La Corte di Appello ha infatti espressamente dichiarato la soccombenza dell’appellato C. in relazione alla prima domanda proposta dal D.M., relativa all’accertamento dell’esistenza della società di fatto tra le parti del giudizio (cfr. pag. 2, in apertura della motivazione), in tal modo riconoscendone l’autonomia rispetto alla seconda domanda, avente ad oggetto invece la condanna del C. al pagamento di una somma di denaro corrispondente all’attività lavorativa prestata dal D.M. in favore della società di fatto di cui anzidetto. Ciò nonostante, la Corte partenopea ha ritenuto, non soltanto in dispositivo ma anche in motivazione, di poter confermare la decisione di prime cure, in tal modo incorrendo in un evidente ed irriducibile contrasto: una volta ravvisata l’esistenza di due distinte domande e ritenuto di accoglierne una, la decisione di prime cure – che invece aveva respinto entrambe le pretese del D.M. – non poteva essere confermata, anche nel caso di ritenuta infondatezza della seconda domanda risarcitoria. Di conseguenza, il giudice di seconde cure avrebbe dovuto procedere ad una nuova regolazione delle spese del doppio grado di giudizio.

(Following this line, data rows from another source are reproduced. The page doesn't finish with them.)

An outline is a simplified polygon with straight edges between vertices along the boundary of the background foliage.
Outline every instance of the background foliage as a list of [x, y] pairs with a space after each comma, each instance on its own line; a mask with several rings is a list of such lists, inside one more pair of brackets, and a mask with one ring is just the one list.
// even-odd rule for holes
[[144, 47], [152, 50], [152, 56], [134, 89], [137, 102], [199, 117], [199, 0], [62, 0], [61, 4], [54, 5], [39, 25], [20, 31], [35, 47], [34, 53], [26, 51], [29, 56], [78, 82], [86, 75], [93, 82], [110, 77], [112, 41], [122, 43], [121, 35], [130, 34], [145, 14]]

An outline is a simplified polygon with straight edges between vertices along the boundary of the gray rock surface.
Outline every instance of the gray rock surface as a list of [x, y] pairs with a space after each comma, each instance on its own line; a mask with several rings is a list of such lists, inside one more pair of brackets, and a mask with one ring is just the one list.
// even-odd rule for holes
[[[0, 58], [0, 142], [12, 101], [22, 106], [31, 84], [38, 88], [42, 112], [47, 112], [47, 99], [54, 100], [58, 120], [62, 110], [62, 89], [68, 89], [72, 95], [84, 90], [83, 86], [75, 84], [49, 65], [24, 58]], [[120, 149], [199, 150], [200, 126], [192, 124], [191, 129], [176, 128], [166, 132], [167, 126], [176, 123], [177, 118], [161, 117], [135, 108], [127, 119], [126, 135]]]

Da quanto sopra deriva l’accoglimento dei due motivi di ricorso e la cassazione della decisione impugnata. I Non essendo necessari ulteriori accertamenti di fatto, il collegio ritiene di poter decidere la causa ai sensi dell’art. 384 c.p.c., comma 2, con integrale compensazione delle spese dell’intero giudizio di merito, alla luce dell’esito complessivo di reciproca soccombenza. Le spese del presente giudizio di legittimità vanno invece dichiarate irripetibili, in difetto di costituzione dell’intimato.

P.Q.M.

la Corte accoglie il ricorso, cassa la decisione impugnata e, decidendo la causa nel merito ai sensi di quanto previsto dall’art. 384 c.p.c., comma 2, dichiara integralmente compensate tra le parti le spese del doppio grado di merito. Dichiara altresì irripetibili le spese del presente giudizio di legittimità.

Così deciso in Roma, nella Camera di consiglio della sesta sezione civile, il 7 novembre 2019.